Since Steamboat decided that their aspens were the best in the 80/90s....Telluride thinned almost all of Chair 9, everything in Chair 6, everthing off of Gold Hill and lots of areas in Prospect Bowl.

While perception is too hard to change, I just do not think the west-facing aspen strands off of Storm/etc at Steamboat are better anymore.
Telluride has lots of nice north and west --- and some south -- trees that are quality zones.

Utah and Wyoming are not that great either for woods.
 
All of the above pale in comparison to the Kootenays (Red, Fernie, Whitewater, Big Mountain, Schweitzer) for tree skiing IMHO.

My impression from Telluride was that chair 6 looked well spaced but chair 9 did not. But if management has done something about that, I yield to local knowledge. But there still must be more when the spacing is natural, as in the Kootenays. Or in SoCal, the once in a blue moon there is enough snow to take advantage of it.
 
Tony Crocker":1381apnw said:
All of the above pale in comparison to the Kootenays (Red, Fernie, Whitewater, Big Mountain, Schweitzer) for tree skiing IMHO.

My impression from Telluride was that chair 6 looked well spaced but chair 9 did not. But if management has done something about that, I yield to local knowledge. But there still must be more when the spacing is natural, as in the Kootenays. Or in SoCal, the once in a blue moon there is enough snow to take advantage of it.

Agreed that the Kootenays are the best. I find the trees a little too widely space in California and a little too confining/dense in the East/Colorado.

Re: Telluride.

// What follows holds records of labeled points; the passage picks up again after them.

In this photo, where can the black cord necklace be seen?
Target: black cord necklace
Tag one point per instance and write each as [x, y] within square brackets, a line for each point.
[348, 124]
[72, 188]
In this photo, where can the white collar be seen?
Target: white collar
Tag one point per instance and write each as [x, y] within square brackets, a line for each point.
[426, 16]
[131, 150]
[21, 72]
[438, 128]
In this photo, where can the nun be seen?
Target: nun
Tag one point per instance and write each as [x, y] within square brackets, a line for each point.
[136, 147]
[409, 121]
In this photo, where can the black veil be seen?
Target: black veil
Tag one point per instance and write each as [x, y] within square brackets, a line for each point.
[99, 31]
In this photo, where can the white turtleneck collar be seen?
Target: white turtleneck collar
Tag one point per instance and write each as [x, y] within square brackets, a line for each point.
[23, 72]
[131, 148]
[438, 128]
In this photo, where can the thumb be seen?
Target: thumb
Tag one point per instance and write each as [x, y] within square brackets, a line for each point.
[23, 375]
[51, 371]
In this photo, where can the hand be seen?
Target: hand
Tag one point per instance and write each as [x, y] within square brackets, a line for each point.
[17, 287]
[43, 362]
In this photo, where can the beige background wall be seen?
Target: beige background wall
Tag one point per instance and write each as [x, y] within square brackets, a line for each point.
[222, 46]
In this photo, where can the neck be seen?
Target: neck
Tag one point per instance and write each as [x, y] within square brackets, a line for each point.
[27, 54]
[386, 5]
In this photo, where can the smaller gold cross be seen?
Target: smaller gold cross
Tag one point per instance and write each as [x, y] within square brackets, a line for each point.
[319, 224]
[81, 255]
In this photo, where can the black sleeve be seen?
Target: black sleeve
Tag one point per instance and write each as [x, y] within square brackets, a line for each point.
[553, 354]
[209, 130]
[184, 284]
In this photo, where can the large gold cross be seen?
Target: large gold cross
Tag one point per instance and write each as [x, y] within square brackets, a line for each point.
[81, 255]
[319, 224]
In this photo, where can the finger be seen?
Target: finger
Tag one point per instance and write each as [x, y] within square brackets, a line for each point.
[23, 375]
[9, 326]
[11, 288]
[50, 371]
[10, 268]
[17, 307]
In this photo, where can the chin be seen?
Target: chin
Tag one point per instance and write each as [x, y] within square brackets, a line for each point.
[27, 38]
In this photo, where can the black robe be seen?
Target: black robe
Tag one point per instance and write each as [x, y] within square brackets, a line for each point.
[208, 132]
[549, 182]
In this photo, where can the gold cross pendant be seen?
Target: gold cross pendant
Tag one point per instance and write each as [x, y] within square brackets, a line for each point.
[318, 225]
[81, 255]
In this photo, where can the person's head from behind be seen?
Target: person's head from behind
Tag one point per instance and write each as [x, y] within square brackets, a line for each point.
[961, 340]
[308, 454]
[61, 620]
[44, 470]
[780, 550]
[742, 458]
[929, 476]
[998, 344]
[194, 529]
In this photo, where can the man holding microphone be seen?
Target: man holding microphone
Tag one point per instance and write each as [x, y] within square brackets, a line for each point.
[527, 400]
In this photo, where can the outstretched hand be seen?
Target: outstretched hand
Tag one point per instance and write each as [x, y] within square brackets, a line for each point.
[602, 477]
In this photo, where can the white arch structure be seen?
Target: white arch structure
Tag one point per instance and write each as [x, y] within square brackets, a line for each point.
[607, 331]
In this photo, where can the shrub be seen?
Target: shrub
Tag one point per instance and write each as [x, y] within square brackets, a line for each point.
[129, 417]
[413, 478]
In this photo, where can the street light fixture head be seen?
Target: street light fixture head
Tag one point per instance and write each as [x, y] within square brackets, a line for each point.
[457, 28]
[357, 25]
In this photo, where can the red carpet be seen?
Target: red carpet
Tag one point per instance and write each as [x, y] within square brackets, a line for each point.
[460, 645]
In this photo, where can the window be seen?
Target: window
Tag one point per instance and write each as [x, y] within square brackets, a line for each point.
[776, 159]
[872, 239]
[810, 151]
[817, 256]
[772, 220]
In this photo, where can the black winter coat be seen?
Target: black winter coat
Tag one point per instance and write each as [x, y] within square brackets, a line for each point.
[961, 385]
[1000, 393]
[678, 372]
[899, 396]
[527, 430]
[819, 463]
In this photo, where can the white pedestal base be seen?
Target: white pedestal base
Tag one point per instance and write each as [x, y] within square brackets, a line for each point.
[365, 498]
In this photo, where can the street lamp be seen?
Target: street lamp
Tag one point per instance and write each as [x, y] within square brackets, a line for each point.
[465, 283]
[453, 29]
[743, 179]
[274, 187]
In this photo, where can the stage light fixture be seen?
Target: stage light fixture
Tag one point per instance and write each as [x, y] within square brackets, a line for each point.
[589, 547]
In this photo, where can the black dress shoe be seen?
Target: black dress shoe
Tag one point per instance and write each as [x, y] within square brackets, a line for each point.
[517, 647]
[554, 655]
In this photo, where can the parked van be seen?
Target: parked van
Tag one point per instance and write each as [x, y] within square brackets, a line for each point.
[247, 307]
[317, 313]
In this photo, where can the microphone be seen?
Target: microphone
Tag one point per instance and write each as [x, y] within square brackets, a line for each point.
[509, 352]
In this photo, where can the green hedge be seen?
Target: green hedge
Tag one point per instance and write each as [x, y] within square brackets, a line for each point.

Given battles with US Forest Service/growth, mgt is not responsible for much of the glading. Mostly it has been done by locals cutting dead lower branches off.

There is good-spacing from Chair 6 (the entire bowl), everything off the ridge of Gold Hill and the 2,000 vert shots off Chair 9. Just look at all the skier tracks exiting the See Forever ridge into the woods.